Friday morning June 24th, I was at my favorite weekly event. At 8 a.m., I was breakfasting at Bread & Cie with our Dean and the cathedral’s “best and brightest” (just ask them).
About 8:35 the thought entered my mind that I should go down to God’s Extended Hand, listen to, observe and maybe learn from the assigned worship leaders.
I tried to dismiss the idea- that could be done any day- Fridays were special. Fridays were my day. The idea persisted, intensified and in 4-5 minutes I mumbled good-byes and was gone.
At God’s Extended Hand I sat at the seldom used piano by the raised stage and prepared to take notes. 9:30 came and went—no church group, no speaker, those scheduled were a no-show. I thought- I’m here today by accident, by coincidence—I’ll just leave. Then it struck me. Other than on the one day a month assigned to St. Paul’s, I’d not been there since February 4th. My presence was no coincidence.
I looked at the faces of their guests—I saw pain, resignation, fatigue and despair. I could not leave. I’d been “apostle”- sent out. Their doorman conferred with me and I said I’d fill in unprepared—I’d lead a prayer and give a ten minute talk.
Be authentic, be real, speak from your heart, be direct, don’t talk down to these people- engage them: those thoughts crowded my mind. So I opened by asking, “What are you grateful to God for this morning?” Smiles and voices followed. “My two grandkids.” “Another day alive.” “My boyfriend.” “God’s Extended Hand and one solid meal a day.” And finally, “I’m grateful for my struggles.” That’s profound. Look up Romans 5:3-5 when you get home.

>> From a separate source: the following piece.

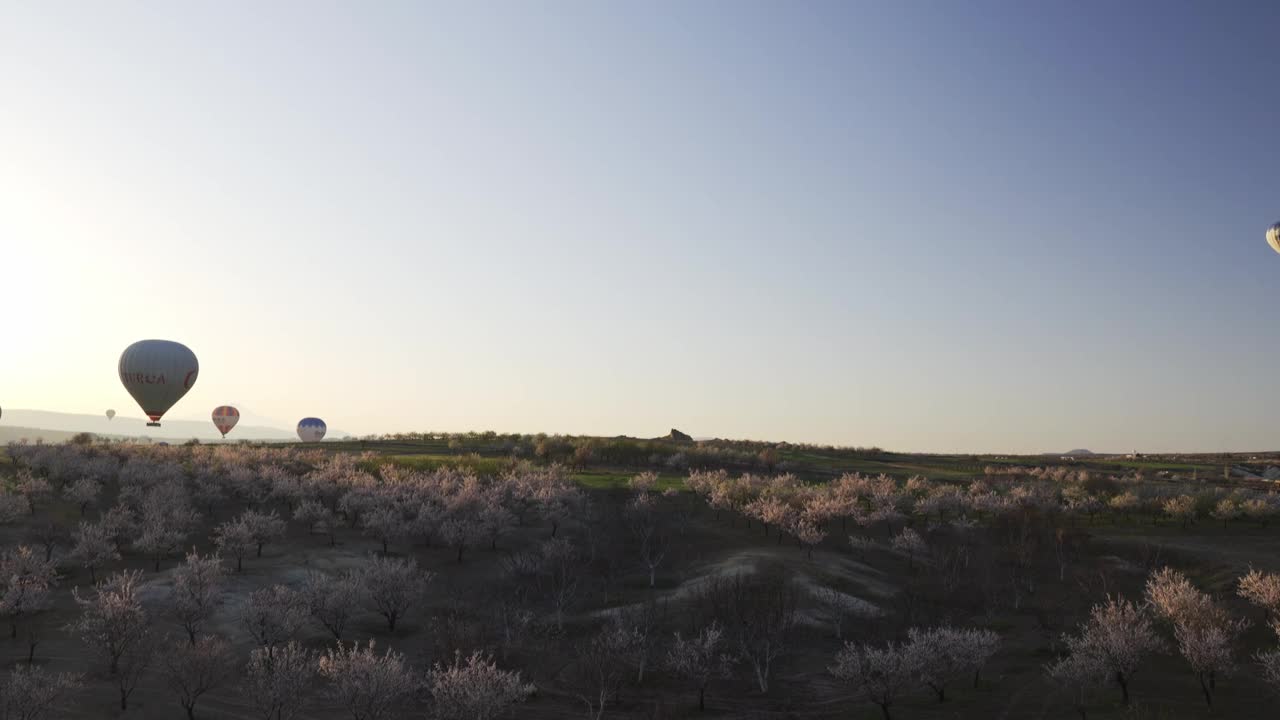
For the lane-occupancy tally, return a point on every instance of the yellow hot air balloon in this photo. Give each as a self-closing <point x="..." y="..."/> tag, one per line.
<point x="158" y="373"/>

Then I borrowed from the “Orlando Strong” service Father Jeff composed and held at Flicks video bar in the heart of Hillcrest. The refrain in its Prayers of the People was “I will make of the outcasts a strong nation.” I had the guests repeat that twice and told them that God loves imperfect and broken people—the hungry , unhoused, mentally ill, chemically addicted, differently abled, deficient and damaged. I’m in there somewhere.
I continued: “God so loved the world” must not be read “God so loved the rich, the WASPs, the smart, well-schooled and powerful…” And I said- God loved Gary- orphaned, raised in foster-care, a kid who couldn’t dribble a basketball or hit a baseball, a bookish loner with Coke bottle glasses and poor attire.
I told them you folks are exiles, outcasts and throwaways to many politicians and much of the public. Yes- we recycle cans, we throw away people, and some of those killed and wounded at Pulse, Orlando’s gay night club were seen that way too; less-than and disposable. And I said “Black Lives Matter” didn’t emerge from thin air, without cause.
Closing, I asserted that we cannot, must not, wait for the influential, rich and powerful to affirm our worth. Hell will freeze over. Homeless or homosexual or otherwise a stone the builders rejected, less- than, outcast—we can affirm one another.
A smile, a greeting, a touch, the sharing of food and beverage—simple acts of kindness are a good start. “I will make of the outcasts a strong nation.” Two Fridays ago I was apostled—sent out—with good news to share and yes, sent to cast out demons. Hopelessness, resignation and fearfulness are demonic.
Driven, prodded and empowered by the Holy Spirit I was able to evoke moments of gratitude, smiles and laughter from the battered guests at that run-down mission. The takeaways: First, we are all called to be disciples and apostles. The sending forth didn’t stop at 70 and didn’t end on Pentecost. And second, God can use any of us—we have only to listen, say “Yes”, and go forth. Amen.